Want to protect children from COVID-19? Require masks in SC schools, state health director says
“I have been disappointed in DHEC’s failure to use its full power to work toward containing COVID. I know masking is not a cure-all, but it the best available tool available for elementary & middle schools. It is highly recommended by DHEC, the CDC, and the State Superintendent of Education. But masking works best when everybody is masked. It needs to be mandatory in school settings.”
The above quote came from a parent who wants to be able to send their children to a safe school and asked us – as the state’s public health authority – to help them do so.
At the South Carolina Department of Health and Environmental Control (DHEC), we have been receiving a lot of messages like this, from both parents and medical professionals. Doctors and parents alike understand that requiring everyone who is in a school setting to wear a mask is an important part of preventing COVID-19, protecting our children, and keeping our children in school.
Vaccination remains the best way to defeat COVID-19, and we need to continue to encourage parents to have their eligible children vaccinated and to get vaccinated themselves. However, since many school children are not yet eligible to be vaccinated and only 23 percent of those who are eligible (those aged 12 years or older) are fully vaccinated, vaccination alone will not prevent COVID-19 in our schools. As presented at a recent DHEC Board meeting, the evidence is clear: requiring masks in schools is both effective and safe.
Having children in school is very important both for their education and so they can socialize with other children. We have already lost too much in-person school time over the past 18 months. Unfortunately, because the Delta variant is much more easily spread to and by children than previous COVID-19 variants, we are now seeing thousands of children quarantined out of school and entire schools and school districts having to go back to virtual education.

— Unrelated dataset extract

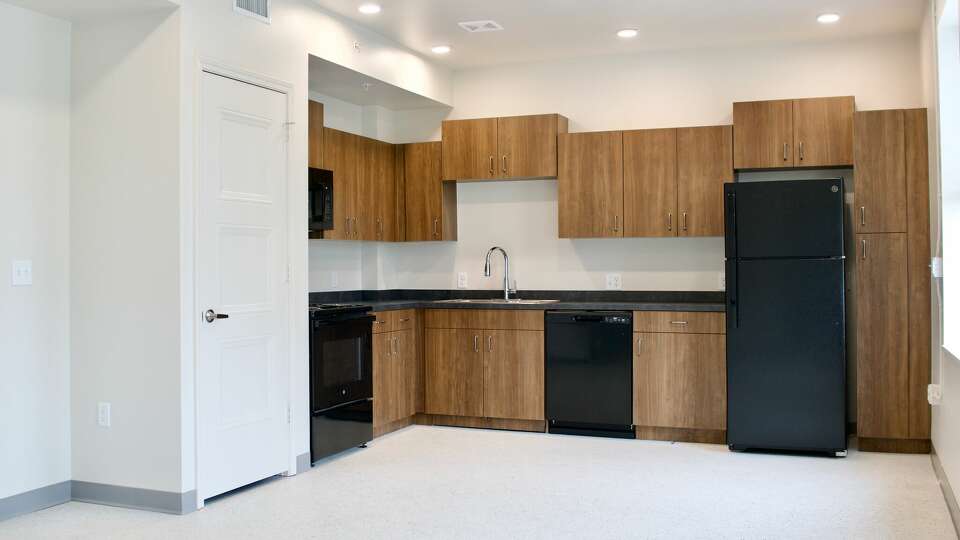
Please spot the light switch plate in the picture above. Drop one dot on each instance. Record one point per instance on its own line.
(22, 273)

Simply put, COVID-19 is out of control in our schools.
As the parent above wisely notes, requiring everyone in a school environment is not a cure-all, but it will help control COVID-19 in schools and keep our children in school, where they need to be.
Unfortunately, a law passed at the last minute by our Legislature, known as Proviso 1.108, prevents local school authorities from requiring masks in schools. Passed when COVID-19 was much less of a threat, some have said that this law gives parents choice. In reality, however, it does exactly the opposite. It takes choice away from parents – those parents who want to choose to protect their children from the known danger of COVID-19 by sending them to a school that is safer because the wearing of masks is required for all.
School leaders across South Carolina are facing tough decisions about the safety of their students, faculty, and staff, and several have chosen temporary returns to virtual-only learning. None of these decisions are easy, and the pressure school leaders are under from their communities is significant.
This is why DHEC, its Board, and many other leaders have recommended that the Legislature reconvene and revise or repeal Proviso 1.108. Especially in light of this week’s state Supreme Court decision upholding the legality of Proviso 1.108, this action is imperative to protect South Carolina’s children and schools. Let us give parents a real choice – the ability to choose to protect their child from harm and send them to a safe school.